An obvious alternative is to design an empirical potential as follows: guess a simple functional form with adjustable parameters that allows efficient computation of forces, and fit it to a few carefully selected points on the ab initio BO surface. This approach is motivated by necessity, but there is no a priori guarantee that the potential is transferable, i.e. that it faithfully approximates regions of the BO surface to which it was not explicitly fit. Unfortunately, there is no small parameter, like Planck's constant in semi-classical approximations, to bound errors, which may be unpredictably large or small in different cases. Very little theoretical guidance exists to select the correct form of an empirical potential. As a result, designing transferable potentials is a challenging and frustrating business, but, nevertheless, remarkable progress has been made for a wide range of materials.
Before the advent of quantum theory, the idea of pair potentials (radial forces) was advocated by influential scientists like Cauchy, and it was not until Born's seminal paper on diamond elastic constants in 1914 that the need for non-radial forces to model covalent bonding was fully appreciated. He realized that additional forces are needed with explicit dependence on the angles subtended by the lines connecting atoms, not only to lower the energy of open lattices versus close-packed ones, but also to stabilize them against shear deformations. The model of Born was modified (for rotational invariance) and generalized by Harrison in 1956. Finally, in 1985 the conceptual framework of pair bonding and angular forces was extended to disordered structures with the potential of Stillinger and Weber (SW), which has proven to be one of the most successful empirical models for covalent solids.
The original ideas of Born were motivated by elastic constant analysis, and thus are primarily relevant for small distortions of the diamond crystal structure. The SW potential illustrates, quite surprisingly, that the same concepts work fairly well for a broad range of configurations including crystal defects, liquid and amorphous states, but new ideas about the functional form of interatomic potentials are needed. The most obvious feature lacking in the SW model is environment dependence, or adaptation of the force law to changes in the local bonding environment. For example, liquid silicon is a metal with greater density and coordination than the solid, and metallic bonding is known in other materials to be described best by embedded-atom potentials, which usually have density-dependent bond strengths and no angular forces. It also seems unphysical that the SW model does not adapt to changes in covalent hybridization, for example, between the diamond and graphitic lattices. Experience with semi-empirical, quantum-mechanical (tight-binding) models has shown that transferability can be substantially increased by including environment-dependence, which suggests that the same may be true for classical, interatomic potentials.
Therefore, a crucial and ongoing theme in recent research is the environment dependence of interatomic potentials for covalent solids. Motivated by theoretical work, environment dependence was first introduced by Tersoff in 1987. Since then numerous generalizations have appeared, and one version recently received theoretical justification from approximations of quantum theories. The next breakthrough in environment-dependence came with dangling bond vector of Chelikowsky et. al., which is important for cases of broken lattice symmetry, like surfaces and clusters. In spite of these innovations, however, a significant improvement in transferability over the (much simpler) SW potential has not yet been achieved, which suggests that new ideas are needed to augment the Tersoff and Chelikowsky models. Unfortunately, the standard approach of fitting ad hoc functional forms has resulted in frustration, as increasingly complex and flexible functional forms have failed to yield substantial gains in transferability. Thus, new methods are needed to identify an improved functional form and to then guide the arduous fitting process.
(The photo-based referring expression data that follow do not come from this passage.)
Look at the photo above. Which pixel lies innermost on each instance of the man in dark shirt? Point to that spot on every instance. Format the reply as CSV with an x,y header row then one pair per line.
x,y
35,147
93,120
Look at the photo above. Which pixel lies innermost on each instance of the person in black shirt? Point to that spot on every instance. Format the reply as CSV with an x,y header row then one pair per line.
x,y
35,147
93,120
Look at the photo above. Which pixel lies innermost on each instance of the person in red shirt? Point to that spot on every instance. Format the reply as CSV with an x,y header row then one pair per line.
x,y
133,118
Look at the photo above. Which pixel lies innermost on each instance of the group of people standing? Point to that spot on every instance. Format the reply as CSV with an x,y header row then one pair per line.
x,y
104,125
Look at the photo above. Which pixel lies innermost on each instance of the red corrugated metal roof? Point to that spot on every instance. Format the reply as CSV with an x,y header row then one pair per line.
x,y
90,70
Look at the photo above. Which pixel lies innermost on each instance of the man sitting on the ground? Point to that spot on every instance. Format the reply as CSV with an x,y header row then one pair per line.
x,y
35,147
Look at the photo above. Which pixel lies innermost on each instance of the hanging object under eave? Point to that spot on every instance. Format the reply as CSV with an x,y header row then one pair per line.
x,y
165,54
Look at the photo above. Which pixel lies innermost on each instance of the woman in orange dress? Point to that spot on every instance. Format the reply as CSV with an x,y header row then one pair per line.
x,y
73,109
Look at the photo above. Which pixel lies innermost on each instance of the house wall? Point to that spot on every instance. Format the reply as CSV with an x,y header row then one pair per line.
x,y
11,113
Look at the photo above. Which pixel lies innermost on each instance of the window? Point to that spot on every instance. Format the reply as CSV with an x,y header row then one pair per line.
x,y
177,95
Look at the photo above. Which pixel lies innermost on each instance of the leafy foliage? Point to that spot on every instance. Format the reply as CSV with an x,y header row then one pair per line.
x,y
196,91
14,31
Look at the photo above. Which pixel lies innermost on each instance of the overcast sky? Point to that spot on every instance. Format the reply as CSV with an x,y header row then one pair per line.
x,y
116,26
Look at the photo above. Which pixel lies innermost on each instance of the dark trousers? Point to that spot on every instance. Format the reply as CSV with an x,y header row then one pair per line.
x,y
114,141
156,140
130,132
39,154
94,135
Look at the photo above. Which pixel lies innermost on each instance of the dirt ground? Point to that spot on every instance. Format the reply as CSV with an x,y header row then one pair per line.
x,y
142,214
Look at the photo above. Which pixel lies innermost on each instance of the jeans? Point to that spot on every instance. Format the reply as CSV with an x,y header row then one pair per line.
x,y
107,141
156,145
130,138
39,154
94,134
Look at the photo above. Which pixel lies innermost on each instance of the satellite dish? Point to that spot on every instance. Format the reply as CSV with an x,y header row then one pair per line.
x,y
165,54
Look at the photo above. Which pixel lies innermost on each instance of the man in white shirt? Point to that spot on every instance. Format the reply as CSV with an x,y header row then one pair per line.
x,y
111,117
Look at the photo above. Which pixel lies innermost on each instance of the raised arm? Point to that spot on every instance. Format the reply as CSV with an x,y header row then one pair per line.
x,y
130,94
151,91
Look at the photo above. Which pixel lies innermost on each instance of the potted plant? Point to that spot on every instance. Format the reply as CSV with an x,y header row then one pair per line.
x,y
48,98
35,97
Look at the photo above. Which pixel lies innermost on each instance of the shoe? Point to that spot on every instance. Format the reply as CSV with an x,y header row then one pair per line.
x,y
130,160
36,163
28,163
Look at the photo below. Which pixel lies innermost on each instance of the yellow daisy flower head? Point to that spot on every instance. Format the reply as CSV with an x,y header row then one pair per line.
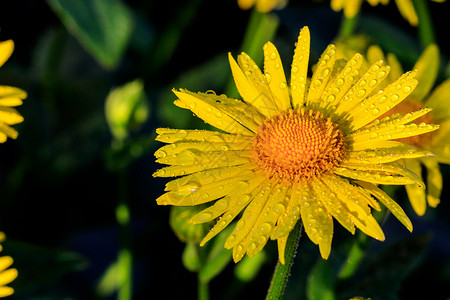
x,y
437,142
9,97
263,6
352,7
7,275
305,151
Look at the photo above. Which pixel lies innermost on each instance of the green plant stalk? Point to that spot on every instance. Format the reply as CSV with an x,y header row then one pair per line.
x,y
260,29
355,256
425,26
125,257
348,26
282,271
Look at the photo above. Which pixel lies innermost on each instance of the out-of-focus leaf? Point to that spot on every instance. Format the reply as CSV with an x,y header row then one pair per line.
x,y
218,257
320,284
381,275
109,282
391,39
212,75
39,266
103,27
186,231
131,149
247,269
126,108
191,257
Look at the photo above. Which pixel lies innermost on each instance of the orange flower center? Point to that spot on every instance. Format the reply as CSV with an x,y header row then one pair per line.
x,y
298,146
406,106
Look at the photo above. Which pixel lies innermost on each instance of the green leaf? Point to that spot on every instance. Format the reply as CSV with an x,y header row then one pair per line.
x,y
126,108
321,282
381,275
103,27
191,257
247,269
218,257
39,266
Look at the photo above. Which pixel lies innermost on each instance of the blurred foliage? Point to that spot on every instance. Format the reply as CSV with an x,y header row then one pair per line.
x,y
79,62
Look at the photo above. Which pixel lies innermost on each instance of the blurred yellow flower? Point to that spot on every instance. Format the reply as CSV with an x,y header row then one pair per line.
x,y
263,6
352,7
438,142
9,97
6,275
306,151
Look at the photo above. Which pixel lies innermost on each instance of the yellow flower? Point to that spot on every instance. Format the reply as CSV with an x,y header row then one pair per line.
x,y
6,275
9,97
352,7
436,142
263,6
311,152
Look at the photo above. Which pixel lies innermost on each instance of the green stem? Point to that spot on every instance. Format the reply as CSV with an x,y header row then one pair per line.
x,y
425,26
125,257
260,29
348,26
355,256
282,271
203,289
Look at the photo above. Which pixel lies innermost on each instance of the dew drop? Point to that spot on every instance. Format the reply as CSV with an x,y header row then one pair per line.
x,y
161,154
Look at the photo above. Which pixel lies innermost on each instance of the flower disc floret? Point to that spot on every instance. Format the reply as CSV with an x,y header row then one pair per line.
x,y
298,146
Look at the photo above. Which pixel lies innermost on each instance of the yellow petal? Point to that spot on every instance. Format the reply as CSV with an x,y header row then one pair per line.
x,y
385,155
273,69
250,93
427,67
8,276
434,180
5,262
388,173
338,87
299,69
390,204
333,204
6,291
321,75
208,176
281,242
369,81
406,8
376,105
317,222
248,219
194,193
239,201
291,215
201,146
265,222
203,105
357,206
439,100
6,49
416,195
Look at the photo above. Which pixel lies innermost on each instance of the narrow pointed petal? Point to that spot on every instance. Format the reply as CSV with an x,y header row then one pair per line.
x,y
317,222
275,76
321,75
434,181
250,93
204,106
376,105
387,201
239,201
299,69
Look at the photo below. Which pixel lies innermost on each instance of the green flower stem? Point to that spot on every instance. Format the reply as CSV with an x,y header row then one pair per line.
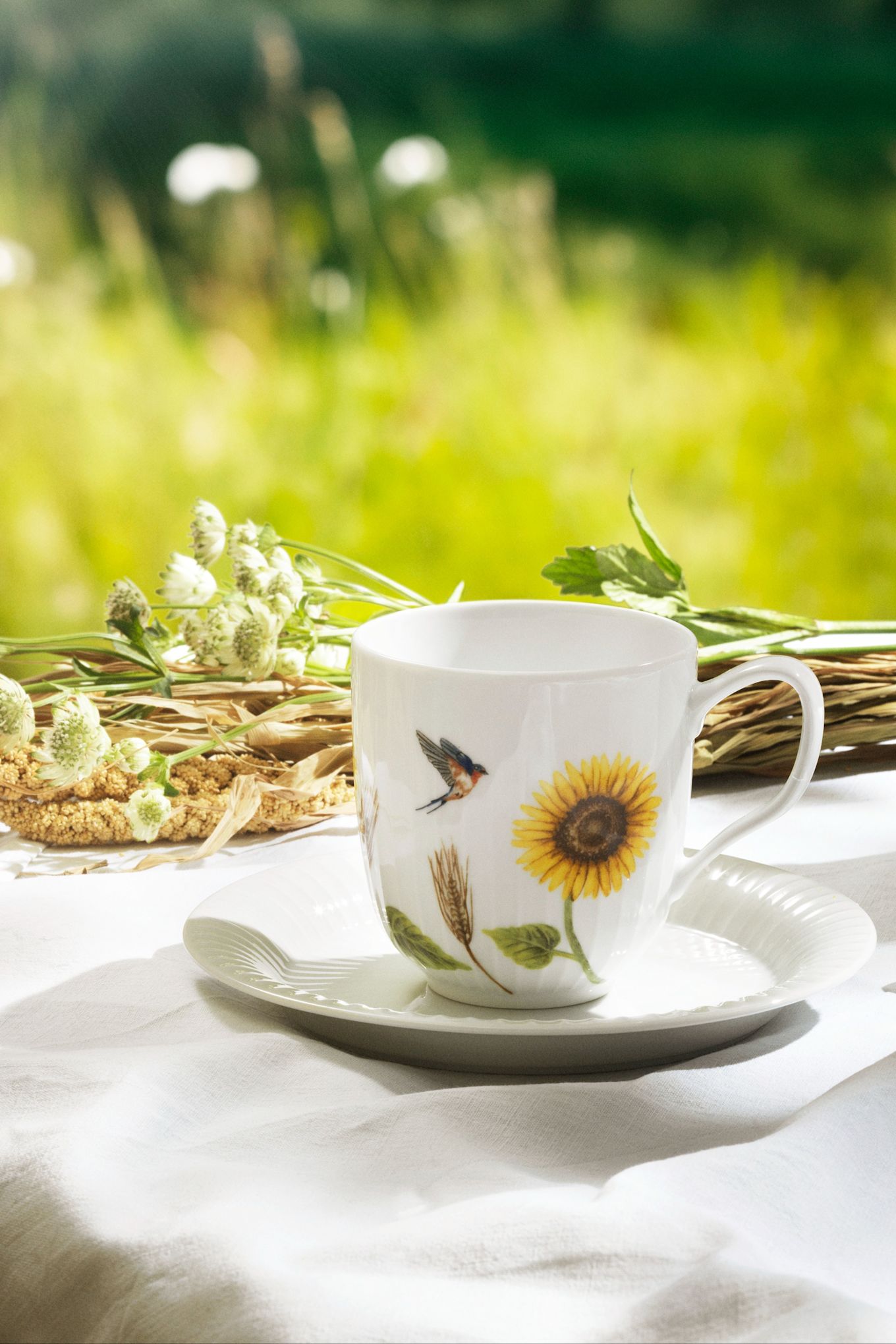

We attempt to answer these important questions by developing new theoretical methods and applying them to the prototypical case of silicon. In recent years, Si has emerged as the representative covalent material due to its great technological importance and the vast amount of useful experimental and theoretical studies available to test new ideas. Our theoretical methods are equally applicable to related materials like Ge, C, and with minor extensions even alloys of these elements, but investigation of whether any of our specific results for Si carry over to these materials is beyond the scope of this thesis. Furthermore, a satisfactory description of bulk Si (crystal, defects, liquid and amorphous) has not yet been achieved, so here we shall focus on bulk interatomic forces, and postpone analysis of surfaces and molecules for subsequent work. Bulk Si already contains sufficiently complicated physics that we may use it to make progress toward answering our motivating questions.
We begin in Chapter 2 by comparing and contrasting existing empirical potentials for silicon, and mention some useful results from analytic approximations of quantum mechanical models. In Chapter 3, elastic constant relations are derived for various functional forms in the diamond and graphitic crystal structures to better understand interatomic forces mediated by hybrid covalent bonds. In Chapter 4, novel methods are developed to obtain many-body interatomic potentials directly from ab initio cohesive energy curves, which shed light on global changes in bonding across covalent and metallic structures. In Chapter 5, these theoretical results are incorporated into a new functional form called the "Environment-Dependent Interatomic Potential" (EDIP), which is fitted and tested for crystal phases and bulk defects. The computational efficiency and transferability of the fitted EDIP for disordered phases is studied in Chapter 6 using molecular dynamics techniques. Finally, Chapter 7 contains concluding remarks on our successes and failures and prospects for future research.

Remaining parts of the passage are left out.